Oh yeah, usually I use the term DR (“diary room”) to indicate confessionals. However, thanks to the inanity of most of the DR chatter of tonight’s participants, welcome newly minted term “NVA,” which stands for No Value Added.

Shannon from Bachelor Season 1 quite earnestly says Ryan’s friends are hot. No, Shannon, they are not hot. Hardly anyone in the entire episode is hot. Anyone hot gets next to no facetime, having to vacate centre-stage to Trista’s stupid gawping piehole. I’m sick of her and she hasn’t even arrived at the party yet. I believe every galpal and even most of the strippers were hand-picked by Trista specifically to be less hot than herself. Ryan’s friends coincidentally are also not hot. Unless by “hot” Shannon literally meant ‘on fire.’
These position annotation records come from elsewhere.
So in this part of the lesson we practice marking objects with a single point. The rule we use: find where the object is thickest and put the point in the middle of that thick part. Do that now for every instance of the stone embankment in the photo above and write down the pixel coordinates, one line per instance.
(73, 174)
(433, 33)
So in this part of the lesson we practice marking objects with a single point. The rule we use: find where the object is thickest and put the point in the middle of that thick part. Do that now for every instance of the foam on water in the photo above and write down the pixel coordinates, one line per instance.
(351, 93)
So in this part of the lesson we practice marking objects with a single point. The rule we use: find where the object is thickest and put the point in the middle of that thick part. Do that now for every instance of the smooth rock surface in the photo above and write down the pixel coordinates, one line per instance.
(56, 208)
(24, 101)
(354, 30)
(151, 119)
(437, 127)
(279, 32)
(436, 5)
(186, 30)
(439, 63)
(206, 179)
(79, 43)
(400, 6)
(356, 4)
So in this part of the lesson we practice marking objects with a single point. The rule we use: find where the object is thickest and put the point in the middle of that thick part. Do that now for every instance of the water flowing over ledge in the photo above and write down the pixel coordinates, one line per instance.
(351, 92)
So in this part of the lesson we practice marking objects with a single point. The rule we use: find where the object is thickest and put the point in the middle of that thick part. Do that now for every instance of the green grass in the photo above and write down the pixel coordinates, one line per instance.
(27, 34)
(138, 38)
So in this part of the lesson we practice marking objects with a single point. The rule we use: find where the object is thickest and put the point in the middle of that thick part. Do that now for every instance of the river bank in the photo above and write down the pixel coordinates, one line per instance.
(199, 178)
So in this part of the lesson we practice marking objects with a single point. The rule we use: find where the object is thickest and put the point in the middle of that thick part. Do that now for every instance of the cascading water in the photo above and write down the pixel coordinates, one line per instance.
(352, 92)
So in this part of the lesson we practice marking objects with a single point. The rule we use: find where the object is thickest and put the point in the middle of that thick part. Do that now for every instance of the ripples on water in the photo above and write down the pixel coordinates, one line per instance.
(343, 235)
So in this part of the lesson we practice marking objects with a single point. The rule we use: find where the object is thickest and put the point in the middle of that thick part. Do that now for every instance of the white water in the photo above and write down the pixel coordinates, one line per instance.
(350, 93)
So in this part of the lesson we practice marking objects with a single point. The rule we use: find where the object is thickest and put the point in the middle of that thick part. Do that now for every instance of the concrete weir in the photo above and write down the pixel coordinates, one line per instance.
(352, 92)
The guests of honor finally arrive by life raft; I so want to find the joke in that. Something about a sinking ship, their love, and the amount of time left for media whoredom. If you can think of one, by all means, post and tell us. Yeah, let’s have an Impromptu Hawkeye 10, shall we? That was Question 1 (write a joke about the life raft), and Question 2 is, name something to do at a Couples Shower party that would be fun to watch on TV. The Hawkeye game is you answer the questions in your post. I admit it will be harder, seeing as how the questions are scattered throughout the recap, and how you didn’t expect to have to do anything other than read, but do your best. I’ve bolded them to help out.

Trista proves it’s her and not a stunt double by greeting everyone in her high-pitched squeal. Ryan is just happy to see that not everything is pink. Trista NVAs that she’s happy to enjoy the resort with her friends. Ryan DRs he’s happy to have his dad, brother and friends here. Segue-tastic or what? Trista and her dad have a few quality moments together for the camera. And hey lookit - she’s wearing a white skirt with her pink top. Mark that down, folks. Not everything in Trista’s wardrobe is pink.

We flashback to the phone conversation between Trista and her dad last episode in which he told her the family is unhappy at not being part of the wedding planning and everything. Just cuz the family isn’t paying for the wedding doesn’t mean they don’t want a say in matters. The folks is gettin’ uppity. Hawkeye Question 3 – should the family just shut up and be grateful or do they have the right to demand a say?

At the beach Dad & Daughter have a quick chat. Trista NVAs that it was great to have a chat. She then Officially Asks Dad to walk her down the aisle. And by “officially” I think she means, “on camera, with tape rolling.”

There’s a lot of drinking going on. I’ll just put it on record that I? Am not drinking. No Snog-N-Sips for me. Or Dipstick-N-Sips. I could totally get sloshed at a game of sipping every time Blob Guiney appears onscreen. The real reason I’m not drinking is I’m not taping the show, because the thought of re-watching it fills me with horror. So I am simply trusting in my own typing skills and in the keen eyes and sarcastic wit of the 25 people scattered around the 6 boards I visit who are still posting about this debacle. So, if I miss anything, you blame those people, mmmkay? Hawkeye Question 4 – Did I miss anything yet?